This piece, which I wanted to call “The Digitally Driven Rise of the Tea Party,” was originally about how the right was using new media to oppose climate protection regulations. The idea for the piece grew out of earlier conversations I’d had with climate activists about what made their organizations different from right wing groups. But when I handed it in, my editor asked me to chop it down by taking out the climate angle.
I’m happy with the end result. My boss was invited onto New Hampshire Public Radio to talk about my reporting and the rest of PoliticalShift 2010, the series of stories about politics and social media we published in the run up to the midterm elections.
The biggest story of the U.S. midterm election has been the growing influence of the Tea Party movement. Since their first rallies in early 2009, these vocal, visible conservatives have succeeded in shifting the center of American political discourse to the right. This election cycle, Tea Partiers have gone a step further, successfully backing primary challengers against moderate Republicans like Delaware’s Mike Castle. So how has this confederation of online, conservative activists used new media to build their growing political base?
Think locally, organize nationally
First and foremost, the Tea Party movement has succeeded by connecting local groups to the national conversation.
“I didn’t really start using Facebook and Twitter until I got involved with the Tea Party movement,” said Ana Puig, the 38-year-old leader of Pennsylvania’s Kitchen Table Patriots (KTP).
Puig said much of KTP’s online organizing would not have been possible without the help of two prominent, national conservative organizations: FreedomWorks and American Majority. These well-financed operations provide local Tea Party groups with the new media training and focus group-tested political messaging needed to get results.

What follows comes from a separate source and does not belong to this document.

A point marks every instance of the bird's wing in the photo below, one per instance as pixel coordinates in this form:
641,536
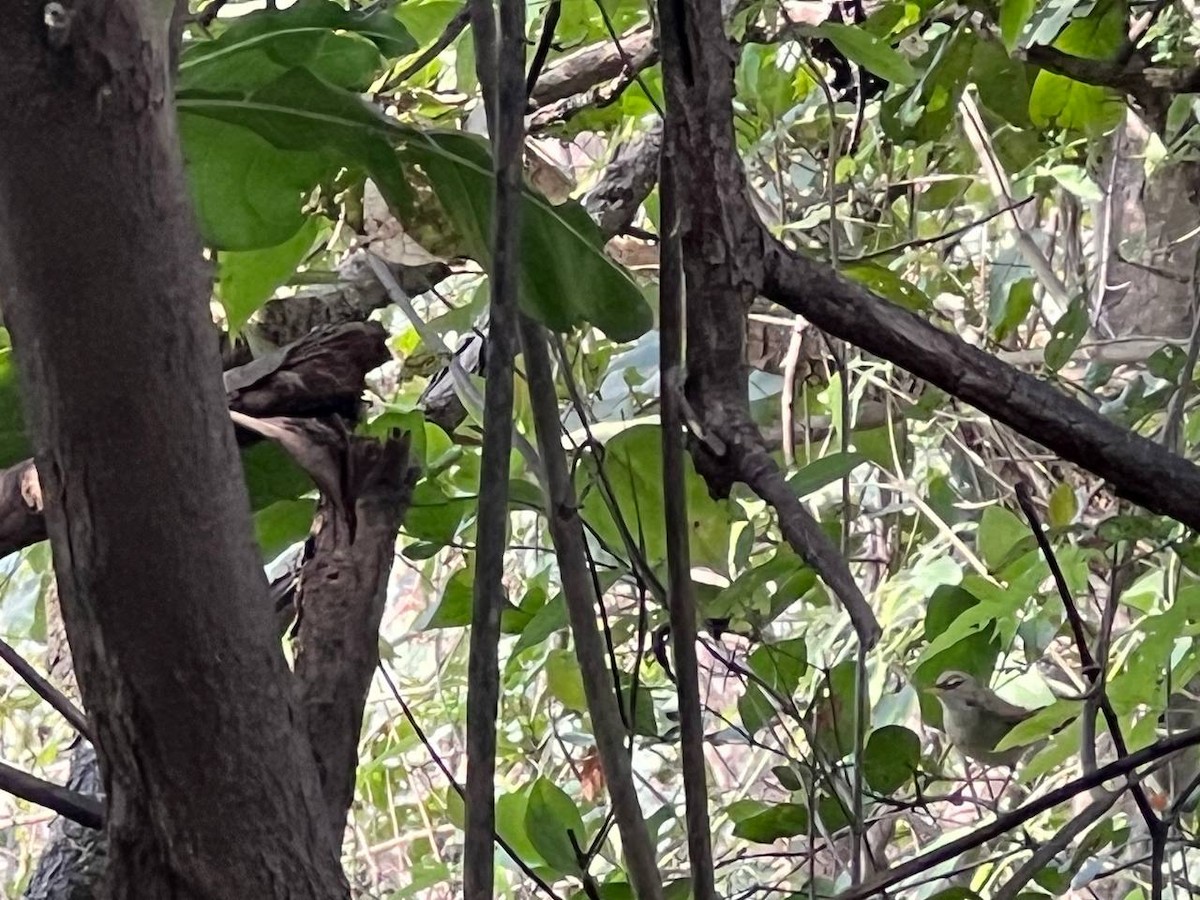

Using what she learned from these national organizations, Puig and co-founder Anastasia Przybylski set up the KTP’s rudimentary website, which has proved effective in establishing the group’s digital presence and in attracting new members. Puig said KTP has an email list of a couple thousand people and has attracted over 400 fans to its Facebook page since she created it a month ago.
These personalized digital resources have enabled KTP to stage dozens of rallies since it was founded in February 2009. They’ve also organized an online boycott of Dawn after it advertised during a MSNBC Tea Party documentary and are currently running get-out-the-vote operations for conservative candidates across the state.
Brendan Steinhauser, FreedomWorks’ director for federal and state campaigns, hinted at another way the Tea Party has grown its online political clout: By sharing digital tools.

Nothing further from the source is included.